Recovery audit contractors might be better at reviewing Medicare claims than critics allege, but the Centers for Medicare & Medicaid Services could improve RAC performance evaluations, according to a new government report.

RACs are charged with reviewing Medicare claims to identify improper payments and refer possible fraud cases to CMS. In fiscal years 2010 and 2011, the auditors reviewed about 2.6 million claims, finding improper payments for about half of them, according to Tuesday’s report from the Department of Health and Human Services Office of Inspector General. In those two years, about $770 million was taken from providers and about $135 million was returned to them. Providers appealed only about 6% of claims flagged for overpayment but won nearly half those cases.

The low number of appeals may bolster the RAC program in the face of criticism from long-term care stakeholders, the American Hospital Association and other provider groups, which have blasted auditors for being too aggressive.
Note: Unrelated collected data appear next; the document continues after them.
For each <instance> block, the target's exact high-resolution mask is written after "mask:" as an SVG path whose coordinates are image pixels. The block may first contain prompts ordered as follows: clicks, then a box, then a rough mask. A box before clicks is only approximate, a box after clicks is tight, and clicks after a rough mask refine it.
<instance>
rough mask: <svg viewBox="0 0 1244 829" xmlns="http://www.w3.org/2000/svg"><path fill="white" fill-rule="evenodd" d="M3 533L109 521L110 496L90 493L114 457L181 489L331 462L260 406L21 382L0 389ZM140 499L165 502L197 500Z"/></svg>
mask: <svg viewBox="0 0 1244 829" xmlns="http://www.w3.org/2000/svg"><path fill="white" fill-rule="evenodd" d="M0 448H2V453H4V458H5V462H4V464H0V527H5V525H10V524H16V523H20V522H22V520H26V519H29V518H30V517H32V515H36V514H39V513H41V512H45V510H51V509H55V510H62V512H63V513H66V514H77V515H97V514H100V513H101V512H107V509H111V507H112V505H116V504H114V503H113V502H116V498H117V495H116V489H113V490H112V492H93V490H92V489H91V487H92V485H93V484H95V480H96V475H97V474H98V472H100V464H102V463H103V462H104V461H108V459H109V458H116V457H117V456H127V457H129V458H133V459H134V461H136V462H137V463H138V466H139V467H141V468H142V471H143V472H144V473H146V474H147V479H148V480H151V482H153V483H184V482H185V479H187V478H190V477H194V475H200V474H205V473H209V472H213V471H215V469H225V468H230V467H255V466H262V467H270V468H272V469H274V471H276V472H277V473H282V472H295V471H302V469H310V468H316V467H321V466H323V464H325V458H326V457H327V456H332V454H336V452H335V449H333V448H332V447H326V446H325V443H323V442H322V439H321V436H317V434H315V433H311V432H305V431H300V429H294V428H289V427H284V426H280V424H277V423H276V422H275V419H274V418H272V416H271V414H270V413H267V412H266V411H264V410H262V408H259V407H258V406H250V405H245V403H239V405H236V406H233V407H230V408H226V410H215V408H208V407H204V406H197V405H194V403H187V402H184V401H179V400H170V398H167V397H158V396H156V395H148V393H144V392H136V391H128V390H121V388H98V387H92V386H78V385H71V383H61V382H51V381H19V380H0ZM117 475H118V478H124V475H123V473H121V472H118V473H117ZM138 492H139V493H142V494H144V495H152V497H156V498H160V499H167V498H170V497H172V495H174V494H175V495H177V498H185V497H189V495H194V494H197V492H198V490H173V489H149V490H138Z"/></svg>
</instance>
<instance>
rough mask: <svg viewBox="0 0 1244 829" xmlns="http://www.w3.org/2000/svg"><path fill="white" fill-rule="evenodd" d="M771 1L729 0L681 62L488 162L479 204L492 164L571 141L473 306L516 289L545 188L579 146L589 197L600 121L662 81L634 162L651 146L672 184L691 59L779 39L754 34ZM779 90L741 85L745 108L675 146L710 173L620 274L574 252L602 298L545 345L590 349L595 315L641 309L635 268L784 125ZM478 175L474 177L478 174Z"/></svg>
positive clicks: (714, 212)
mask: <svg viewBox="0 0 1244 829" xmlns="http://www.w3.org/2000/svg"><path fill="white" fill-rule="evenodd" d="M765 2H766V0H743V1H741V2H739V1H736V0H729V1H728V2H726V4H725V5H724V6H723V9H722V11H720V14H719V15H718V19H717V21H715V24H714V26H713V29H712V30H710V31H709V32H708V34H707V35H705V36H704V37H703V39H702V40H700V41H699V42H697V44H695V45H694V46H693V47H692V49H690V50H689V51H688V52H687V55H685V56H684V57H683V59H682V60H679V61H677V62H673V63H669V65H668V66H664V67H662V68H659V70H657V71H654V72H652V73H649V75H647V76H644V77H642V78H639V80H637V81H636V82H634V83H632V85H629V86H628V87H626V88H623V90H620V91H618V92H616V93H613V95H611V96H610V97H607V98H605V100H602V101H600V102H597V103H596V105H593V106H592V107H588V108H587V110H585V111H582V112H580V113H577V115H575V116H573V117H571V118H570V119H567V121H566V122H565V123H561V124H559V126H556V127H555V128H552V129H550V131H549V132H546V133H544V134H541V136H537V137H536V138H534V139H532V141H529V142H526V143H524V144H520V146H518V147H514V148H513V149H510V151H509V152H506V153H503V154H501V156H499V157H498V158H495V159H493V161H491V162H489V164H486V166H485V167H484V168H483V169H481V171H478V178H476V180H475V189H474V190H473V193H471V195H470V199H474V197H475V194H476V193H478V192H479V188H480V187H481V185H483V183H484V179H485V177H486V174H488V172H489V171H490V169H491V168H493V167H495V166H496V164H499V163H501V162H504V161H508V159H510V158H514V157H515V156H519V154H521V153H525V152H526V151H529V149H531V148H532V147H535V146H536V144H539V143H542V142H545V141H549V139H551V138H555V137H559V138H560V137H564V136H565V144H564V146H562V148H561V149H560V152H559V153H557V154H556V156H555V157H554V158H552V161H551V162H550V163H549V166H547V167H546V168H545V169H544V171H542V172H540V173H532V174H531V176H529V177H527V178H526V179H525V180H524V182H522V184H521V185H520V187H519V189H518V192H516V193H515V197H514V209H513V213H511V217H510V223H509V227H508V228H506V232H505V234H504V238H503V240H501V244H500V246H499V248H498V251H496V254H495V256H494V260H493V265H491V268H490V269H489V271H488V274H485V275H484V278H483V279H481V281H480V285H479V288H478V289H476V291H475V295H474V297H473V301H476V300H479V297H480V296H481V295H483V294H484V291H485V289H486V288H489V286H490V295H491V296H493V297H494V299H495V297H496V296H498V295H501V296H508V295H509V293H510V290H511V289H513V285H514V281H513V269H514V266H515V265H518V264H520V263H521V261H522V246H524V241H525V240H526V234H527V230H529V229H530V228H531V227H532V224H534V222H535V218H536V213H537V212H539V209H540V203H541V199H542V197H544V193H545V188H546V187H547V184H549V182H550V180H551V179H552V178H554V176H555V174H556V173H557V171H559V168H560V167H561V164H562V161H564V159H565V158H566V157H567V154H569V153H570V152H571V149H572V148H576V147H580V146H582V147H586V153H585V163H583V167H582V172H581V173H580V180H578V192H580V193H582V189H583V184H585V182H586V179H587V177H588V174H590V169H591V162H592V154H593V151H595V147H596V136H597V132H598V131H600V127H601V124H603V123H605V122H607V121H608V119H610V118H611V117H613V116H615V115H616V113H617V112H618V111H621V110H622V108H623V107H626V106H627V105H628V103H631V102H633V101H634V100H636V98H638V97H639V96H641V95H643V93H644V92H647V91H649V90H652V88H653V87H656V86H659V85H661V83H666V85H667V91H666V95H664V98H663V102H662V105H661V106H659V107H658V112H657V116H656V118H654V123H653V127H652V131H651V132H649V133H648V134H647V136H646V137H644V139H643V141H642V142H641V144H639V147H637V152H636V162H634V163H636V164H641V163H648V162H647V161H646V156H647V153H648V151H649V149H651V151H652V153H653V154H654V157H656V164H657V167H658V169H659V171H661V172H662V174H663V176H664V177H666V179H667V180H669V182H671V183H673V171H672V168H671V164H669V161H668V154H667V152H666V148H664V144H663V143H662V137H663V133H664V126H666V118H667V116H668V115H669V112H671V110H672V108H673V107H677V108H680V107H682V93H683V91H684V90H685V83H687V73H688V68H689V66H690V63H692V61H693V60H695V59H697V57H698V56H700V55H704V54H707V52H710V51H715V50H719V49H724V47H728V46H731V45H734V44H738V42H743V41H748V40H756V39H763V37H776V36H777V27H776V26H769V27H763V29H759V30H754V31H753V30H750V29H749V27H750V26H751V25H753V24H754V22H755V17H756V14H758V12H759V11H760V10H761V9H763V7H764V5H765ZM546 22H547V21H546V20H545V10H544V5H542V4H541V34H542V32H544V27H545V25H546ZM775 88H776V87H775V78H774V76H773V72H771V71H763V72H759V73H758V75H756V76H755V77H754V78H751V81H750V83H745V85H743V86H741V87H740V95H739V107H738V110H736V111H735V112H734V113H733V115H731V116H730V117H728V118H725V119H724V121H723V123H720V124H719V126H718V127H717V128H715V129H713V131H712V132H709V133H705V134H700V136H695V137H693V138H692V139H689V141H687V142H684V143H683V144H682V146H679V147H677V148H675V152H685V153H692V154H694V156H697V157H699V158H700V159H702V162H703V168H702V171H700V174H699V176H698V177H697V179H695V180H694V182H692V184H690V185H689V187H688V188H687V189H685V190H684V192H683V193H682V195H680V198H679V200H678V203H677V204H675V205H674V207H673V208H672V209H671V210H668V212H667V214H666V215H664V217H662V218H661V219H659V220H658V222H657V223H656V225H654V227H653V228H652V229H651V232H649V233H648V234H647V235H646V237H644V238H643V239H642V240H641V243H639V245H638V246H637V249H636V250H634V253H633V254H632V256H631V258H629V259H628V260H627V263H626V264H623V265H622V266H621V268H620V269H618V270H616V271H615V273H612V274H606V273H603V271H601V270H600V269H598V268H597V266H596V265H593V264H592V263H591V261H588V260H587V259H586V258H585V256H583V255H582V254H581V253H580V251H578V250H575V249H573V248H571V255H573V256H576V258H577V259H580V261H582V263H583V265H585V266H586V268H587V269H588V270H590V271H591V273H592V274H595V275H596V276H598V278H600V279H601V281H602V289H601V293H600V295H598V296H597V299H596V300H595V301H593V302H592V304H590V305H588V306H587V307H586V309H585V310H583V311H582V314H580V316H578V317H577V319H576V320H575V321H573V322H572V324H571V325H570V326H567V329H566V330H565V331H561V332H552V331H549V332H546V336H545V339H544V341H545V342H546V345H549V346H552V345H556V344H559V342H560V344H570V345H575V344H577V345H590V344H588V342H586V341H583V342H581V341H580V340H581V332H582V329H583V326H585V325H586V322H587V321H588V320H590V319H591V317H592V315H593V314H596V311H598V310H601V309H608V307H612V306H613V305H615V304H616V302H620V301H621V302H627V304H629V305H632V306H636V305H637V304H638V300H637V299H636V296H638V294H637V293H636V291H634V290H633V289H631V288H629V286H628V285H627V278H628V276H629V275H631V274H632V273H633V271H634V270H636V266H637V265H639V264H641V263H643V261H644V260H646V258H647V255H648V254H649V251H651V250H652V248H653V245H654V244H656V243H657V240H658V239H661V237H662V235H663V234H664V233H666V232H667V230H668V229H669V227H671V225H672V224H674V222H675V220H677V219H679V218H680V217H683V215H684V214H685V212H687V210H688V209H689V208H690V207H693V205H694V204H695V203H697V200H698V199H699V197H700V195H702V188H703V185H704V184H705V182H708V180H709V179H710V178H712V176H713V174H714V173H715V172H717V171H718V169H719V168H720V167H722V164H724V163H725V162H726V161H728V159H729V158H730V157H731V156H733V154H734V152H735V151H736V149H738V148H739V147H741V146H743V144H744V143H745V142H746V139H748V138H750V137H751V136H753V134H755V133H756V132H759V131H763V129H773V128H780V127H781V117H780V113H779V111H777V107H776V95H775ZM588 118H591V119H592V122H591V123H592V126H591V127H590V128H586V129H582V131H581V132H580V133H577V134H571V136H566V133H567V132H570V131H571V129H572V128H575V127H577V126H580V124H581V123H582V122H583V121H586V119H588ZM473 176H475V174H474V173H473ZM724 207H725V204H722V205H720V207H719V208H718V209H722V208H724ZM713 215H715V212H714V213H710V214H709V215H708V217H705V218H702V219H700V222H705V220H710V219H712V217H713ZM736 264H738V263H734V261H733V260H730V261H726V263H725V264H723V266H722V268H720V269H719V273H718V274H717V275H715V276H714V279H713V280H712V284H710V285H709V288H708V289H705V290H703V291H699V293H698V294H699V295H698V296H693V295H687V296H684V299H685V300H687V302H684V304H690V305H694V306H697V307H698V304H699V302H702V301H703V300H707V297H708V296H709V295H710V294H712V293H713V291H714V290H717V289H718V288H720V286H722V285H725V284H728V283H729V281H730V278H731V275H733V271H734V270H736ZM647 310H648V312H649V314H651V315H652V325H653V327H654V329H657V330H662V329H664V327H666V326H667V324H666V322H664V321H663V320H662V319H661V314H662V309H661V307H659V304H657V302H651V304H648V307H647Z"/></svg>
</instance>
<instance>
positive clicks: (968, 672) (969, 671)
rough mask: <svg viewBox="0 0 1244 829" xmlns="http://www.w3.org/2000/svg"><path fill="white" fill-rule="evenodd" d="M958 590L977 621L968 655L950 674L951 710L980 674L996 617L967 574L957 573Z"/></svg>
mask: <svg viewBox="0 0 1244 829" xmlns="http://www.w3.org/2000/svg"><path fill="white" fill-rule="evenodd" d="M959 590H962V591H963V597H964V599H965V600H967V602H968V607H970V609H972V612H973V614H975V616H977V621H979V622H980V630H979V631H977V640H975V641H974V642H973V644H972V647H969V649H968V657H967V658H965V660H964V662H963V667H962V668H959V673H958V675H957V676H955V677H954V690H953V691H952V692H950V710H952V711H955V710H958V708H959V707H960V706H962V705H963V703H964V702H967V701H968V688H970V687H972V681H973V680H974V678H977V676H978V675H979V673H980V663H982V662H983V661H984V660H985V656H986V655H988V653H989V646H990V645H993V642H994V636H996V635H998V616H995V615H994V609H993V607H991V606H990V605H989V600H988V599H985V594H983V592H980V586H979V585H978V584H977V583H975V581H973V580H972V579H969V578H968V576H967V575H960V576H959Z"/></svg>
Hospitals appeal about 40% of all denials and are successful 70% of the time, according to AHA figures. Out of the recovered or returned improper payments, 88% involve inpatient hospitals, according to the report. 

However, the OIG report also pointed out problems in how CMS evaluates the auditors and uses the program to combat fraud.

Out of eight RAC performance evaluations that OIG reviewed, four “did not describe RACs’ ability, accuracy or effectiveness in identifying improper payments,” the report states. The other four did not directly link RACs’ ability to identify improper payments to performance evaluation metrics. CMS should put appropriate evaluation metrics in place, such as accuracy targets for improper payment identification, the report recommends.

In a response letter, CMS Administrator Marilyn Tavenner concurred with most of the OIG recommendations and described some steps under consideration, such as an evaluation metric related to how many overpayment determinations are overturned at the first level of appeal. Also under discussion is whether RACs should have an evaluation metric related to reporting fraud to CMS.

The report also notes reasons for improper payments, such as incorrect codes on Medicare claims. Additionally, some providers bill Medicare for deceased beneficiaries: CMS recovered $3 million in improper payments from around 27,000 claims billing for services for dead beneficiaries, the report notes.